How To Deliver Bad News To Your Customer

Salespeople hate to deliver bad news. I mean – really hate it. Of course, no one wants to be the bad guy when it comes to customers, but salespeople especially hate it. Why? Because much of their career is based upon being liked and it isn’t easy to get someone to like you when you tell them something they don’t want to hear. This is made all the worse when your commission check depends on what information you have to share with customers. We’ll do everything we can to sugarcoat the message, delay sharing the message, and add a little prayer in hopes that the bad news will disappear quietly. But there is some good news about delivering bad news.

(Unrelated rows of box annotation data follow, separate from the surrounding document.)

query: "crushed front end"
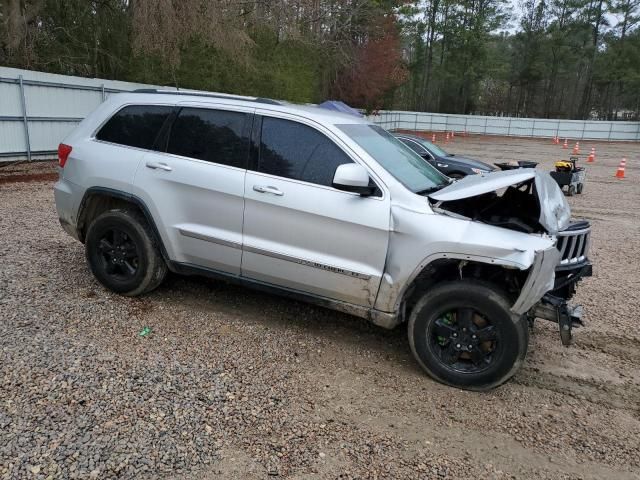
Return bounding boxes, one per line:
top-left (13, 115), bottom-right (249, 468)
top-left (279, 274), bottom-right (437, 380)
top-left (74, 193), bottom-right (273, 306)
top-left (527, 221), bottom-right (592, 345)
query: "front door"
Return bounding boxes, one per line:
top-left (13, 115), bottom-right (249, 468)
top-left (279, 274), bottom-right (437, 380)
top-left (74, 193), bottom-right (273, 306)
top-left (242, 116), bottom-right (390, 306)
top-left (134, 106), bottom-right (252, 275)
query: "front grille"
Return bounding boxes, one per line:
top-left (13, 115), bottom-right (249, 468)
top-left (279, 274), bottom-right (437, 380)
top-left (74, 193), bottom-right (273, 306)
top-left (556, 221), bottom-right (591, 266)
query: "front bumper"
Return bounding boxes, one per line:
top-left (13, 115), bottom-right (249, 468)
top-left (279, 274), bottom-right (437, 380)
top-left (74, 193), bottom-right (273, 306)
top-left (528, 259), bottom-right (592, 345)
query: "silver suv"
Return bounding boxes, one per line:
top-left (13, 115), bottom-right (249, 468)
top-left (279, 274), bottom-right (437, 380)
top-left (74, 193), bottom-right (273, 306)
top-left (55, 90), bottom-right (591, 390)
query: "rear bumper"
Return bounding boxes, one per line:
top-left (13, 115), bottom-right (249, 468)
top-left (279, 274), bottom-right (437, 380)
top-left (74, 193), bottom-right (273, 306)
top-left (53, 177), bottom-right (83, 240)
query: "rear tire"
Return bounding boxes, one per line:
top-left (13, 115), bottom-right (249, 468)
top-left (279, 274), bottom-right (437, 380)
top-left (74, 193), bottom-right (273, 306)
top-left (408, 280), bottom-right (529, 391)
top-left (85, 210), bottom-right (167, 297)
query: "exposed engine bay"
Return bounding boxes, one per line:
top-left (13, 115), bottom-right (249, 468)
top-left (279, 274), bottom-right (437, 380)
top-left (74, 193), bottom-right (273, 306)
top-left (437, 180), bottom-right (545, 233)
top-left (429, 168), bottom-right (571, 235)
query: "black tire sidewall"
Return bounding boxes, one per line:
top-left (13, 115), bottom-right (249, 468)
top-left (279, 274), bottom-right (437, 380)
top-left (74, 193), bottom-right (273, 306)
top-left (408, 281), bottom-right (528, 390)
top-left (85, 211), bottom-right (150, 294)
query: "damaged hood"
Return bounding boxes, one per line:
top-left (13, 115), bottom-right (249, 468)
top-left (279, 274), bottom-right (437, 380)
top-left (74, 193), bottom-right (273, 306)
top-left (429, 168), bottom-right (571, 235)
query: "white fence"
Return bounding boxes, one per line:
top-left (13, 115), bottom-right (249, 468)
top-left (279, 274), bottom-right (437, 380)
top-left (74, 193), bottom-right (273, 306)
top-left (368, 111), bottom-right (640, 141)
top-left (0, 67), bottom-right (640, 162)
top-left (0, 67), bottom-right (175, 162)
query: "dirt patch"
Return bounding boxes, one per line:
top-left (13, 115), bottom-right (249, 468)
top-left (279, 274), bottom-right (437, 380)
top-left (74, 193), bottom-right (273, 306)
top-left (0, 173), bottom-right (58, 184)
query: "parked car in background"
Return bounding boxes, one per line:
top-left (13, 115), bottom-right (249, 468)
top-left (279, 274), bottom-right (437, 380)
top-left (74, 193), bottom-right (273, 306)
top-left (393, 133), bottom-right (495, 178)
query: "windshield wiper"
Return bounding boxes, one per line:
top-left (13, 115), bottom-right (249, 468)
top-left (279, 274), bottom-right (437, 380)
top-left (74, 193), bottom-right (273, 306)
top-left (415, 185), bottom-right (446, 195)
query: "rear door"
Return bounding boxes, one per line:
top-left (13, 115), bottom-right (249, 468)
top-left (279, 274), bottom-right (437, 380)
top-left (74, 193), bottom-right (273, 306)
top-left (242, 116), bottom-right (390, 306)
top-left (135, 105), bottom-right (252, 275)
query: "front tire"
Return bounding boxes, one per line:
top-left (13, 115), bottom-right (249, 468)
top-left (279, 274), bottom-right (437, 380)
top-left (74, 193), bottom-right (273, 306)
top-left (408, 280), bottom-right (529, 390)
top-left (85, 210), bottom-right (167, 297)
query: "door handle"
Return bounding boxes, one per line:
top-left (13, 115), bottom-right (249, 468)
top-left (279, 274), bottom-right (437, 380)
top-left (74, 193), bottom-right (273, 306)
top-left (146, 162), bottom-right (173, 172)
top-left (253, 185), bottom-right (284, 197)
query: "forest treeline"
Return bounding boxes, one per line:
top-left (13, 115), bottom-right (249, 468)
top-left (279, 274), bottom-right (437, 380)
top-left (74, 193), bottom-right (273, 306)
top-left (0, 0), bottom-right (640, 120)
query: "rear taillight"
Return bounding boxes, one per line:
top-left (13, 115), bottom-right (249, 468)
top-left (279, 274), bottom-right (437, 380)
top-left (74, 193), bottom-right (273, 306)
top-left (58, 143), bottom-right (72, 168)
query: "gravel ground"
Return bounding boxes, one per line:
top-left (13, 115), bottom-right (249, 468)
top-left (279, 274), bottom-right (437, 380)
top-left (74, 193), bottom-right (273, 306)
top-left (0, 137), bottom-right (640, 480)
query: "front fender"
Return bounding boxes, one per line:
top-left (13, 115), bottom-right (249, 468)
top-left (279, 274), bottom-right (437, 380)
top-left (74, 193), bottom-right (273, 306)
top-left (375, 206), bottom-right (554, 312)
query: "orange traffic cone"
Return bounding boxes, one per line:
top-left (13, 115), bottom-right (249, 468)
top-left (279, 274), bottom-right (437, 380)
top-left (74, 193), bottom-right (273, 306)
top-left (616, 158), bottom-right (627, 179)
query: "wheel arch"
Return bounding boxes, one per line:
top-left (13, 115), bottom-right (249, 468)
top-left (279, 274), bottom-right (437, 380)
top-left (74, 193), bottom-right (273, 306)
top-left (394, 253), bottom-right (531, 320)
top-left (76, 187), bottom-right (170, 264)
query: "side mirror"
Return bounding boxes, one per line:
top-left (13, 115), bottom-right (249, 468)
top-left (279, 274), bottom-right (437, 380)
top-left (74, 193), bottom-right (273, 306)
top-left (332, 163), bottom-right (376, 197)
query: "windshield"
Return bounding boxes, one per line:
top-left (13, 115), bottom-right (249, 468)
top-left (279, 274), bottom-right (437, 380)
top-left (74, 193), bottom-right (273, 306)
top-left (420, 140), bottom-right (449, 157)
top-left (336, 124), bottom-right (449, 193)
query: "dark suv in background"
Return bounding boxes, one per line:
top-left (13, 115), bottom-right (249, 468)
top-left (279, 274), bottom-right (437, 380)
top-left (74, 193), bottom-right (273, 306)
top-left (393, 133), bottom-right (495, 178)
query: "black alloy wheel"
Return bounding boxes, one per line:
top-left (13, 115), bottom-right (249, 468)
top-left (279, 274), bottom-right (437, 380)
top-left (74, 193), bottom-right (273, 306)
top-left (85, 209), bottom-right (167, 296)
top-left (96, 228), bottom-right (139, 281)
top-left (429, 307), bottom-right (501, 373)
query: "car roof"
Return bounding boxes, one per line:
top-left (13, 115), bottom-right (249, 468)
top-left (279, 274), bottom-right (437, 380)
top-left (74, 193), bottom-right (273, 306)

We create moments of truth in a series of actions with our clients to create an overall customer experience. Truth is the operative word and it’s not that customers want the truth; they want their truth. It’s up to you to bridge this gap between the two and when you do it successfully, you can strengthen the customer’s loyalty. Some bad news can be a deal-breaker, but oftentimes you can recover from bad news if you deliver it properly. So the good news about the bad news is that once you master the art of delivering it, you develop the reputation of being honest and trustworthy and, given the overall experience, the customer is more likely to do business with you anyway after you get them through this moment of truth about the bad news. Here are the best ways to handle delivering bad news to your customers.


  • Do not be afraid – Your fear will trigger fear in your customer if you are not careful. Stay calm and be ready to approach the situation with truth, understanding, and a willingness to listen.
  • Do not delay – You don’t have to rush delivering bad news when you don’t have all of the information, but don’t delay sharing once you do. It appears dishonest to the customer.
  • Be truthful – Altering or misrepresenting information will always make matters worse. I can understand if there are details you want to omit, and sometimes that’s okay, but bad news served with lies is never a good idea.
  • Acknowledge the customer’s feelings – Customers are more likely to be responsive to bad information once they feel that they have been heard and understood. If it’s a big deal to them then it is a big deal to you.
  • Offer solutions – There are always options, even if they aren’t optimal in comparison to what the customer originally wanted or expected. Delivering bad news without a solution is like pushing the customer out into the cold. Show them that you are thinking and working on their behalf and you stand a much better chance of retaining their business.